Over the last decade, the Government of Indonesia has become increasingly concerned that petroleum companies operating the country’s oil and gas fields have been inflating costs through overspending. In 2016, a report by the Supreme Audit Agency (BPK), revealed that several petroleum companies (“contractors”) had inflated the reimbursement of their operating claims by US$300 million.
Production sharing contracts (PSCs) are common in the petroleum sector. Roughly two-thirds of petroleum producing countries have this as the core component of their fiscal regime. Under a PSC, the contractor is entitled to take a share of total production to cover its exploration and development costs (“cost oil”), and what’s left is then split between the contractor and the government (“profit oil”) according to some formula set out in the PSC. This mechanism for apportioning production is called “cost recovery.” While countries may vary the ratio of cost oil to profit oil, cost recovery has, until now, been the defining feature of the PSC.
In January this year, the Government of Indonesia abandoned the cost recovery approach. In its place the Government will apply a “gross-split” method, apportioning production solely based on a percentage, leaving all capital and operating costs to be borne by the contractor. This specific policy is virtually unknown in the world of upstream oil and gas contracts (Peru used it briefly in the 1970s).
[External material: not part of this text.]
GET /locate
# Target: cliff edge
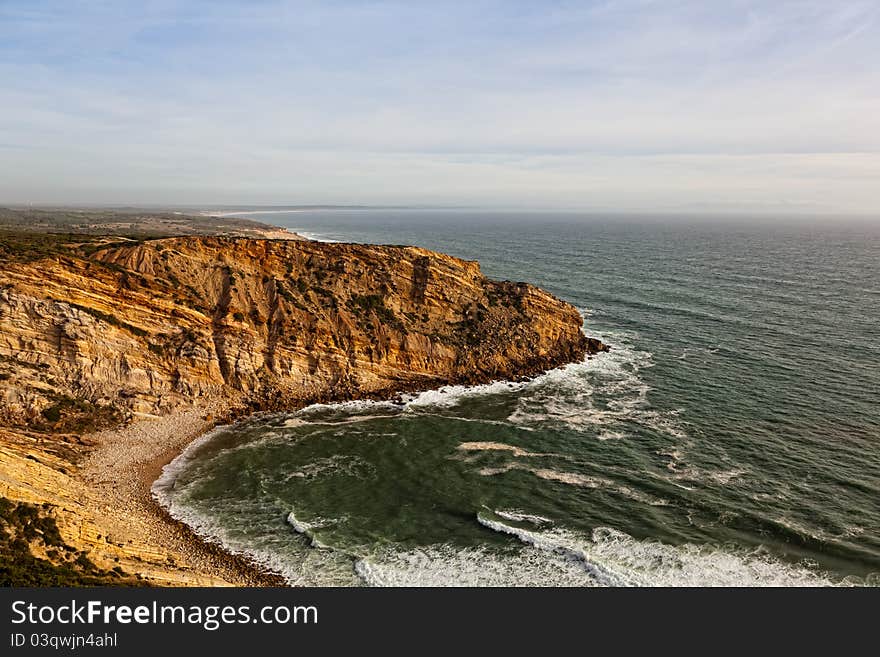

However, it is not too different from a royalty/ tax regime, whereby the contractor pays a combination of (1) a royalty based on the volume, or value of oil extracted, (2) income tax, and (3) a resource rent tax to capture a larger share of profits of the most profitable projects. Under gross-split, the contractor is effectively ‘paying’ a royalty by handing over a share of production to government before recovering its costs. This is attractive because government can collect revenue as soon as production commences. However, there is still a risk that contractors will inflate cost claims applied to income tax computations.
The Government of Indonesia argues that under cost recovery, contractors are incentivised to inflate costs to increase their share of production, the result being that Government’s share is reduced. By moving to a gross-split, contractors are forced to shoulder the costs themselves, which Government expects will encourage them to operate more efficiently, and protect the State budget. Under cost recovery, all expenses had to be pre-approved by the oil and gas regulator, SKK Migas, which led to significant delays for contractors. By giving contractors more freedom with respect to procurement and technology, the Government hopes to create a more attractive environment for investment.
Indonesia’s move away from cost recovery has been a long time coming. It is an issue that has become increasingly politicized, with the public regarding it as unfair that contractors’ costs reduce the Government’s share of production by hundreds of billions of dollars every year. It’s not hard to see why, when in 2016, the cost of cost recovery reached $13.9 billion, which was more than the sector raised in non-tax revenues. There are also administrative challenges involved in applying cost recovery. According to the Deputy Energy Minister, Arcandra Tahar “the problem with cost recovery is, there have been endless debates between SKK Migas and contractors as to how much exactly the production costs should be. It’s not easy to calculate technology costs, especially in cases where only one company has a particular technology.” SKK Migas has 750 staff; roughly 80% are involved in administering cost recovery.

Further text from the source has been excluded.